Should We Withhold Life Support? The Mr. Martinez Case
The right to refuse medical intervention when critically ill is well-established, but it remains unclear how best to respect and exercise the right to life support and the quality of life Gedge, Giacomini, and Cook, 2007). In the case of Mr. Martinez, the accidental increase in the oxygen supply is a morally alarming occurrence that can only be dealt with by transferring him to the ICU. Even though Mr. Martinez and his family had requested that he should not be resuscitated in case his condition worsens, the occurrence of oxygen increase was accidental rather than natural. Thus, it is appropriate and professional to treat the malfunction in any possible way even if it is against the instructions that were given by the patient and his wife that the doctors should not resuscitate. More so, the need to resuscitate is further augmented by the absence of the patients’ spouse. As a family member, Mrs. Martinez had the role of allowing the treatment of the malfunction caused by the unintentional increase of oxygen, because their agreement against resuscitation was only for the natural failure of the patient’s respiratory system. Failure to deal with the malfunction would have led to a case whereby the patient was murdered by the doctors, rather than a normal death (Wilkinson, and Savulescu, 2014).

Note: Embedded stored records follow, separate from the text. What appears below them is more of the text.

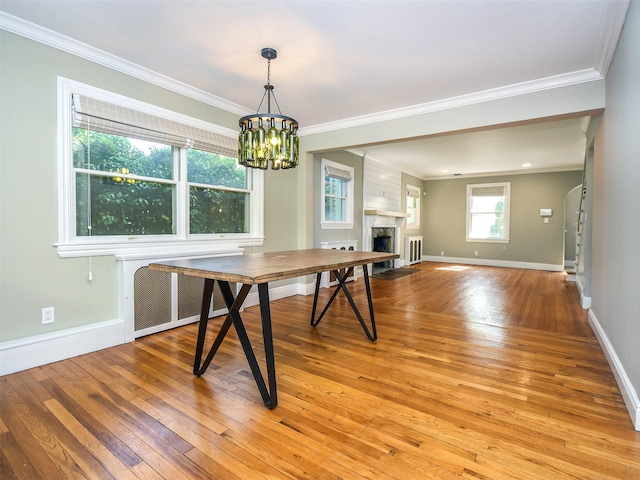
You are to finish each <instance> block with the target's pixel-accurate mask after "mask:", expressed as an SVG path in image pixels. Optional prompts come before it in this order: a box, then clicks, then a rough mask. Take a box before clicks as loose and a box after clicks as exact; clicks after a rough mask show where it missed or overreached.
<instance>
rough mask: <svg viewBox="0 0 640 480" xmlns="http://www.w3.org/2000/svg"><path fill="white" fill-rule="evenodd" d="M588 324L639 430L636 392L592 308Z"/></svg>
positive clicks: (623, 398) (619, 360) (637, 402)
mask: <svg viewBox="0 0 640 480" xmlns="http://www.w3.org/2000/svg"><path fill="white" fill-rule="evenodd" d="M589 325H591V328H592V330H593V333H594V334H595V336H596V338H597V339H598V341H599V342H600V346H601V347H602V350H603V351H604V355H605V356H606V357H607V361H608V362H609V366H610V367H611V371H612V372H613V376H614V377H615V379H616V383H617V384H618V388H619V389H620V393H621V394H622V398H623V400H624V404H625V405H626V407H627V411H628V412H629V416H630V417H631V422H632V423H633V426H634V428H635V429H636V430H638V431H640V400H639V399H638V393H637V392H636V390H635V388H634V387H633V384H632V383H631V381H630V380H629V377H628V376H627V373H626V372H625V370H624V367H623V366H622V363H620V359H619V358H618V355H617V354H616V352H615V350H614V349H613V345H611V342H609V338H608V337H607V334H606V333H605V331H604V330H603V329H602V326H601V325H600V322H598V319H597V318H596V316H595V314H594V313H593V310H589Z"/></svg>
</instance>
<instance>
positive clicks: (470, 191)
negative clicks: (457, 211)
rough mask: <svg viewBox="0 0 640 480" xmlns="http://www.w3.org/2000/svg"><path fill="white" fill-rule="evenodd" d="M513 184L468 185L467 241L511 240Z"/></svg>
mask: <svg viewBox="0 0 640 480" xmlns="http://www.w3.org/2000/svg"><path fill="white" fill-rule="evenodd" d="M510 190H511V184H510V183H509V182H504V183H484V184H475V185H467V241H468V242H497V243H506V242H508V241H509V195H510Z"/></svg>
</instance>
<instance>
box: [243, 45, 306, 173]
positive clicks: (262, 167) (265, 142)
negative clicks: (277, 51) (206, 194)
mask: <svg viewBox="0 0 640 480" xmlns="http://www.w3.org/2000/svg"><path fill="white" fill-rule="evenodd" d="M261 53H262V56H263V57H264V58H266V59H267V84H266V85H265V86H264V95H263V96H262V100H261V101H260V105H258V112H257V113H255V114H253V115H247V116H245V117H242V118H241V119H240V122H239V125H240V128H241V131H240V134H239V135H238V163H239V164H240V165H244V166H245V167H251V168H260V169H262V170H267V169H268V168H269V164H271V168H272V169H273V170H280V169H281V168H283V169H284V168H295V167H296V166H297V165H298V163H299V159H298V135H297V131H298V122H297V121H296V120H294V119H293V118H291V117H287V116H286V115H282V112H281V111H280V105H278V101H277V100H276V96H275V94H274V93H273V85H271V60H273V59H274V58H276V57H277V56H278V52H276V51H275V50H274V49H273V48H263V49H262V52H261ZM265 97H266V98H267V113H259V112H260V108H261V107H262V104H263V103H264V99H265ZM272 98H273V101H274V102H275V104H276V107H277V108H278V113H277V114H275V113H271V99H272Z"/></svg>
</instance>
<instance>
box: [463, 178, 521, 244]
mask: <svg viewBox="0 0 640 480" xmlns="http://www.w3.org/2000/svg"><path fill="white" fill-rule="evenodd" d="M483 187H504V188H505V200H506V201H505V202H504V203H505V205H504V232H505V238H475V237H470V236H469V233H470V229H471V192H472V190H473V189H474V188H483ZM510 204H511V182H499V183H474V184H468V185H467V217H466V221H467V225H466V240H467V242H470V243H509V238H510V227H509V225H510V223H511V222H510V219H511V207H510Z"/></svg>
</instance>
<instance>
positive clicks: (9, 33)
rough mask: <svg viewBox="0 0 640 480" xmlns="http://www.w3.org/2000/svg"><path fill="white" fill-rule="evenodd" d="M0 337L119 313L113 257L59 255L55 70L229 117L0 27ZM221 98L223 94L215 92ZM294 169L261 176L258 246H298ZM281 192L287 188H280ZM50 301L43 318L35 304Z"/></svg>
mask: <svg viewBox="0 0 640 480" xmlns="http://www.w3.org/2000/svg"><path fill="white" fill-rule="evenodd" d="M0 35H1V37H0V44H1V45H2V68H1V69H0V87H1V90H0V101H1V105H2V110H1V114H0V122H1V123H0V132H1V133H0V134H1V138H0V159H1V164H0V165H1V166H0V168H1V171H0V201H1V203H0V206H1V210H0V212H1V213H0V215H1V216H0V220H1V222H0V225H1V231H0V248H1V251H0V271H1V277H0V341H3V342H4V341H9V340H15V339H20V338H24V337H29V336H34V335H41V334H51V333H52V332H55V331H60V330H65V329H69V328H74V327H82V326H86V325H89V324H92V323H97V322H102V321H107V320H113V319H116V318H118V264H117V262H116V260H115V258H114V257H113V256H102V257H94V258H93V260H92V263H93V264H92V272H93V280H92V281H89V280H88V272H89V260H88V259H87V258H66V259H60V258H59V257H58V254H57V251H56V248H55V246H54V244H55V243H56V242H57V240H58V190H57V185H58V180H57V175H58V170H57V162H58V157H57V151H58V150H57V148H58V143H57V141H58V140H57V77H58V76H62V77H65V78H69V79H71V80H75V81H79V82H83V83H87V84H90V85H93V86H96V87H99V88H103V89H105V90H109V91H112V92H115V93H118V94H121V95H125V96H128V97H131V98H135V99H137V100H140V101H143V102H147V103H150V104H153V105H157V106H160V107H163V108H167V109H170V110H173V111H176V112H179V113H182V114H185V115H189V116H192V117H195V118H199V119H202V120H205V121H208V122H211V123H215V124H217V125H221V126H223V127H228V128H233V129H235V128H236V127H237V115H234V114H231V113H229V112H225V111H223V110H220V109H217V108H215V107H212V106H210V105H207V104H205V103H202V102H199V101H196V100H194V99H192V98H189V97H186V96H183V95H179V94H177V93H174V92H170V91H168V90H166V89H163V88H161V87H157V86H155V85H152V84H150V83H147V82H144V81H142V80H139V79H136V78H133V77H131V76H128V75H125V74H122V73H119V72H117V71H114V70H112V69H109V68H106V67H103V66H100V65H98V64H96V63H93V62H90V61H87V60H83V59H81V58H79V57H77V56H74V55H71V54H68V53H64V52H62V51H60V50H57V49H55V48H51V47H48V46H45V45H43V44H40V43H38V42H35V41H32V40H28V39H26V38H24V37H21V36H19V35H14V34H11V33H8V32H6V31H3V30H0ZM220 93H221V96H224V92H220ZM296 181H297V176H296V174H295V173H290V172H267V173H266V175H265V201H264V202H265V218H264V224H265V229H264V231H265V236H266V240H265V244H264V247H263V249H265V250H267V249H270V250H279V249H283V248H296V241H297V239H296V237H295V235H290V234H286V233H287V232H295V229H296V224H297V205H296V202H295V199H296V196H297V187H296ZM283 192H286V194H283ZM49 306H53V307H55V323H53V324H49V325H42V321H41V309H42V308H43V307H49Z"/></svg>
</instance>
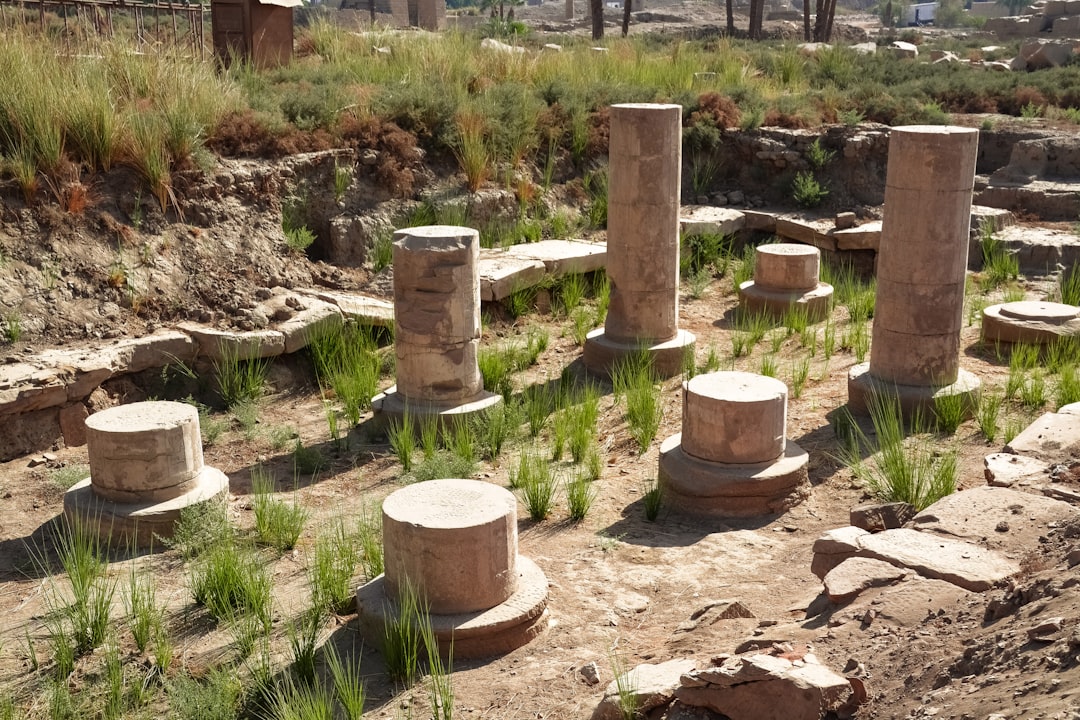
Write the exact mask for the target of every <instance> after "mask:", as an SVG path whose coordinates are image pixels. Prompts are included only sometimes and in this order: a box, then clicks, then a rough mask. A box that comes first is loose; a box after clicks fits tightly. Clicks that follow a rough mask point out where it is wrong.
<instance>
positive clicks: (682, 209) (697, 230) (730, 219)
mask: <svg viewBox="0 0 1080 720" xmlns="http://www.w3.org/2000/svg"><path fill="white" fill-rule="evenodd" d="M678 225H679V231H680V232H681V233H683V236H684V237H686V236H689V235H704V234H714V235H733V234H734V233H737V232H739V231H740V230H742V229H743V228H744V227H745V225H746V214H745V213H743V212H742V210H737V209H733V208H730V207H716V206H714V205H685V206H684V207H683V208H681V210H680V213H679V220H678Z"/></svg>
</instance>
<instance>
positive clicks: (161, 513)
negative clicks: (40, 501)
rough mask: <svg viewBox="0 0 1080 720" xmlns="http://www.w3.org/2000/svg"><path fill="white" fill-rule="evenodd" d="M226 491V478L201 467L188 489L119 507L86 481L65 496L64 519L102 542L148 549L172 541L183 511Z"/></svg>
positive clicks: (119, 505)
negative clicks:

In his room, Mr. Martinez was on life support system aided with the admission of fluids, antibiotics, as well as oxygen to sustain his life. With the unintended increase of oxygen that intensified his illness, the patient was unable to make a personal decision regarding his life. According to Hickman et al., the doctors have a moral duty to treat the conditions that emanate outside the expectations of the patient and the doctor (2015). The doctors have the moral value to do everything within their power to minimize or alienate the pain and suffering of the patient. Therefore, the accidental increase of oxygen gives the doctors a right to resuscitate the patient and ignore the DNR, so as not to violate human morality (Wilkinson, and Savulescu, 2014).
Physicians have the responsibility to apply their expertise in making sure that the patient recovers quickly and comfortably. Thus, limiting life support for the patient, in this case, is not an option, because it will be against the doctors’ professional etiquette. From the patients’ quality of life, he was doing ok with the admission of fluids and antibiotics, meaning that his condition would have stayed the same if not for the accident. Therefore, the doctors have the obligation of treating the patient until he retains his initial condition. Withholding the life support would violate ethical standards of the physicians (Gedge, Giacomini, and Cook, 2007).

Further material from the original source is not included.